Source code for pyphot.io.hdf_h5py

"""Read and write HDF5 files with pytables preserving metadata (tables, https://www.pytables.org/)

.. important::
    This module relies on `pytables <https://www.pytables.org/>`_

"""

from os import PathLike
from os.path import basename
from typing import Literal, Optional, Union

import h5py
import numpy as np
import pandas as pd

from .header import HeaderInfo


def _decode_string_ifneeded(s: str) -> str:
    """Silently decode a string if it is bytes"""
    if isinstance(s, bytes):
        return s.decode("utf-8")
    return s



[docs]
def from_hdf5(
    filename: str,
    tablename: Optional[str] = None,
    *,
    silent: bool = True,
    **kwargs,
) -> tuple[pd.DataFrame, HeaderInfo]:
    """Generate the corresponding ascii Header that contains all necessary info

    Parameters
    ----------
    filename: str
        file to read from

    tablename: str
        node containing the table

    silent: bool
        skip verbose messages

    Returns
    -------
    hdr: str
        string that will be be written at the beginning of the file
    """
    with h5py.File(filename, **kwargs) as source:
        tablename = tablename or "/"
        if not tablename.startswith("/"):
            tablename = "/" + tablename

        node = source[tablename]
        if not node:
            raise ValueError(
                f"Table '{tablename}' not found in file '{filename}'"
            )
        if not isinstance(node, h5py.Dataset):
            raise TypeError(
                f"Node '{tablename}' is not a dataset (found {type(node)})"
            )

        attrs = node.attrs
        if not silent:
            print(f"\tLoading table: {tablename}")

        header = {}
        aliases = {}

        # read header
        exclude = ["NROWS", "VERSION", "CLASS", "EXTNAME", "TITLE"]
        for k, v in attrs.items():
            if k not in exclude:
                if not k.startswith("FIELD") and not k.startswith("ALIAS"):
                    header[k] = _decode_string_ifneeded(v)
                elif k.startswith("ALIAS"):
                    c0, c1 = _decode_string_ifneeded(v).split("=")
                    aliases[c0] = c1

        title = attrs.get("TITLE", "")
        if title not in ["", "None", "Noname", None]:
            header["NAME"] = _decode_string_ifneeded(title)
        else:
            header["NAME"] = f"{filename:s}/{node.name:s}"
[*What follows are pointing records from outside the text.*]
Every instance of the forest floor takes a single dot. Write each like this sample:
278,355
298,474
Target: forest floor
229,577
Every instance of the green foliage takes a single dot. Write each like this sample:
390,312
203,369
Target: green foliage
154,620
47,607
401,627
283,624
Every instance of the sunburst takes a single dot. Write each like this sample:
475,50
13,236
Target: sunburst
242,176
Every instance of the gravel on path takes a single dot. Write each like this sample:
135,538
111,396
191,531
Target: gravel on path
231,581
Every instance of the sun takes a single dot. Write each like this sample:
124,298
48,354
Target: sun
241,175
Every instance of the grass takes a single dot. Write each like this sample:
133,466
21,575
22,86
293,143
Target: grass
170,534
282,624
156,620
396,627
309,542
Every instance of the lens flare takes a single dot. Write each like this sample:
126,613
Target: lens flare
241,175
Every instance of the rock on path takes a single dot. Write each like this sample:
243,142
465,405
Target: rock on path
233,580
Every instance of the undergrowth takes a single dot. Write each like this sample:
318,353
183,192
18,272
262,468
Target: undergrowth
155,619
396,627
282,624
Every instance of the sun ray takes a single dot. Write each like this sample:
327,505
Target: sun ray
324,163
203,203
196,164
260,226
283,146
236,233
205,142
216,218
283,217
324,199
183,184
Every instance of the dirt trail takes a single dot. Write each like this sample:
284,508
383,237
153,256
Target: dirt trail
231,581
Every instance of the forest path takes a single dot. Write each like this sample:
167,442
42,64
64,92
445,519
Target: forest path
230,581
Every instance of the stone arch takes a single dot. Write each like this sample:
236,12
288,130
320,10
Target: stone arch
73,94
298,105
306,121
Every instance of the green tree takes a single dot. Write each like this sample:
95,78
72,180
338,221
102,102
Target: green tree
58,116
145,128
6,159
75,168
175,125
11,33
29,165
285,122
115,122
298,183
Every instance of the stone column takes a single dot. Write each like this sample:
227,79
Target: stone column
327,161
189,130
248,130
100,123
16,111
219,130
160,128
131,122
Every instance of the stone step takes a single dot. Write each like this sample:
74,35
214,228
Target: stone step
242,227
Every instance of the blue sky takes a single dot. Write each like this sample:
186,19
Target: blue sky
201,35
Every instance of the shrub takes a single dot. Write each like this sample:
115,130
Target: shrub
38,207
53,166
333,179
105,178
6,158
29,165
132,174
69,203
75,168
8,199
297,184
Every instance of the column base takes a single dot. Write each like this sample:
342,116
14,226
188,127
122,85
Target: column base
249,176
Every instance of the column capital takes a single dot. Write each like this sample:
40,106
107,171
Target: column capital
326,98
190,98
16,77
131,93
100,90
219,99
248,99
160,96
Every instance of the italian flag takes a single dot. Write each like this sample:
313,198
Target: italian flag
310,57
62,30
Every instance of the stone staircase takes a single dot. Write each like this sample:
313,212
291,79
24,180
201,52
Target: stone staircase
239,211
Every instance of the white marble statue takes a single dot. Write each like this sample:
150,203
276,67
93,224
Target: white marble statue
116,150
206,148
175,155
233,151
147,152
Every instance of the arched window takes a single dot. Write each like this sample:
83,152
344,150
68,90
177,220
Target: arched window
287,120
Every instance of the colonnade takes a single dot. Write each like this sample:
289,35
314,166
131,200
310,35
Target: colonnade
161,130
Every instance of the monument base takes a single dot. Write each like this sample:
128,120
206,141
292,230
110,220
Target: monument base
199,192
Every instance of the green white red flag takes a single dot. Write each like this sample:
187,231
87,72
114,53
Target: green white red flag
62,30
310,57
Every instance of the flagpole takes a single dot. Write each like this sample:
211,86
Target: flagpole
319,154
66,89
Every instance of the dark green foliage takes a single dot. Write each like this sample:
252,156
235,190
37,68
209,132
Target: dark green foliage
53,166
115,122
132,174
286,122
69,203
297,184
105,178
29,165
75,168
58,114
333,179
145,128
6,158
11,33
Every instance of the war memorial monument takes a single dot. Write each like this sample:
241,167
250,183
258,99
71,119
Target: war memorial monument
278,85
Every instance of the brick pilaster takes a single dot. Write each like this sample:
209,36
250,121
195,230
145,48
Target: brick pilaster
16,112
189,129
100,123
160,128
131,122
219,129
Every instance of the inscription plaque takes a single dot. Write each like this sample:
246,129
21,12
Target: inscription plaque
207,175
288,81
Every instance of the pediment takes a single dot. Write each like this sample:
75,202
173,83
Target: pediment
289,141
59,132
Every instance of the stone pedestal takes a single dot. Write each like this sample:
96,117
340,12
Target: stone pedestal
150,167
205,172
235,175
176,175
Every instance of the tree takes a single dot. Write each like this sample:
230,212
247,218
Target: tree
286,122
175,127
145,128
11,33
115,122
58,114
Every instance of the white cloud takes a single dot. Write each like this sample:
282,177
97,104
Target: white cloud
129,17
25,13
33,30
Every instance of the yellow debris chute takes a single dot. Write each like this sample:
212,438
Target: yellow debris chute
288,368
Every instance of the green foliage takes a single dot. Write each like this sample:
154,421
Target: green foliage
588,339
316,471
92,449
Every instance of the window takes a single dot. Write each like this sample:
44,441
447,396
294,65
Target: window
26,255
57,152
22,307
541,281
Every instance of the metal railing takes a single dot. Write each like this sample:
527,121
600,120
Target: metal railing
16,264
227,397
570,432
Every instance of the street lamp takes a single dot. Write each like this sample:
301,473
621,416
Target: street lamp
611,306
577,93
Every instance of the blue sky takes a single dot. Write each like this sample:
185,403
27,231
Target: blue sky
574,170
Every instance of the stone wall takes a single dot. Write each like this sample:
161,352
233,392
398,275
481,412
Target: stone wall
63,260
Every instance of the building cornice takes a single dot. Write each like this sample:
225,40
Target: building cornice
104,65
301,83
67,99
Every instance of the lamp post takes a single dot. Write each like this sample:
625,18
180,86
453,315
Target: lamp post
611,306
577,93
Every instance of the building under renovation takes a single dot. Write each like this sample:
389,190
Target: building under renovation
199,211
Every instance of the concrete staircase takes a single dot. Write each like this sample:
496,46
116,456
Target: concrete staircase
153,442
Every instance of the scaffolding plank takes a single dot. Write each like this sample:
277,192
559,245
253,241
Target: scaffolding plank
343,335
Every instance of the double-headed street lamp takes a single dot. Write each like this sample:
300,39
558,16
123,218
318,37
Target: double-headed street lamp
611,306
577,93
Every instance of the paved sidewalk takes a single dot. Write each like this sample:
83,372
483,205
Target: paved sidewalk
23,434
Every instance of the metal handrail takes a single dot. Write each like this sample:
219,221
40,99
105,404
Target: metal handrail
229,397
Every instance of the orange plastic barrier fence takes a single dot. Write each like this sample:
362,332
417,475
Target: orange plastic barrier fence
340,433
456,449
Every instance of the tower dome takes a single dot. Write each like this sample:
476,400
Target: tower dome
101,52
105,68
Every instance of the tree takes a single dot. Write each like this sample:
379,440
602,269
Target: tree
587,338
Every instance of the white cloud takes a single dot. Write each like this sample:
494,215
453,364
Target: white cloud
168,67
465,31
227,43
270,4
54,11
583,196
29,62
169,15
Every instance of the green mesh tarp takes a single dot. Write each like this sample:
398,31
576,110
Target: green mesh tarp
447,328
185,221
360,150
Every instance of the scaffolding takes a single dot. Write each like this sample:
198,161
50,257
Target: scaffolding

        # read column meta
        units = {}
        desc = {}

        colnames = node.dtype.names
        for k, colname in enumerate(colnames):
            _u = attrs.get(f"FIELD_{k:d}_UNIT", None)
            _u = attrs.get(f"{colname:s}_UNIT", _u)
            _d = attrs.get(f"FIELD_{k:d}_DESC", None)
            _d = attrs.get(f"{colname:s}_DESC", _d)
            if _u is not None:
                units[colname] = _decode_string_ifneeded(_u)
            if _d is not None:
                desc[colname] = _decode_string_ifneeded(_d)

        data = node[:]

        hdr = HeaderInfo(
            header=header,
            alias=aliases,
            units=units,
            comments=desc,
        )

        return pd.DataFrame(data), hdr
    raise ValueError(
        "Something went wrong without much information from pytables"
    )




[docs]
def to_hdf5(
    df: pd.DataFrame,
    filename: Union[str, h5py.File, PathLike],
    *,
    tablename: Optional[str] = None,
    header_info: Optional[HeaderInfo] = None,
    mode: "Literal['r', 'w', 'a', 'r+', 'w-', 'x']" = "w",
    append: bool = False,
    **kwargs,
) -> None:
    """
    Write a pandas DataFrame to an HDF5 file.

    Parameters
    ----------
    df : pd.DataFrame
        The DataFrame to write.
    filename : str or tables.File or PathLike
        The filename or open HDF5 file to write to.
    tablename : str, optional
        The name of the table to write to.
    header_info : HeaderInfo, optional
        The header information to write. Default is to use from df.attrs
    mode : {'r', 'w', 'a', 'r+'}, default 'w'
        The mode to open the file in.
    append : bool, default False
        Whether to append data to an existing file.
    **kwargs
        Additional keyword arguments to pass to h5py.File.

    Raises
    ------
    Exception
        If the HDF backend does not implement stream.
    tables.FileModeError
        If the file is already opened in a different mode.
    ValueError
        If something went wrong without much information from pytables.
    """
    if hasattr(filename, "read"):
        raise Exception("HDF backend does not implement stream")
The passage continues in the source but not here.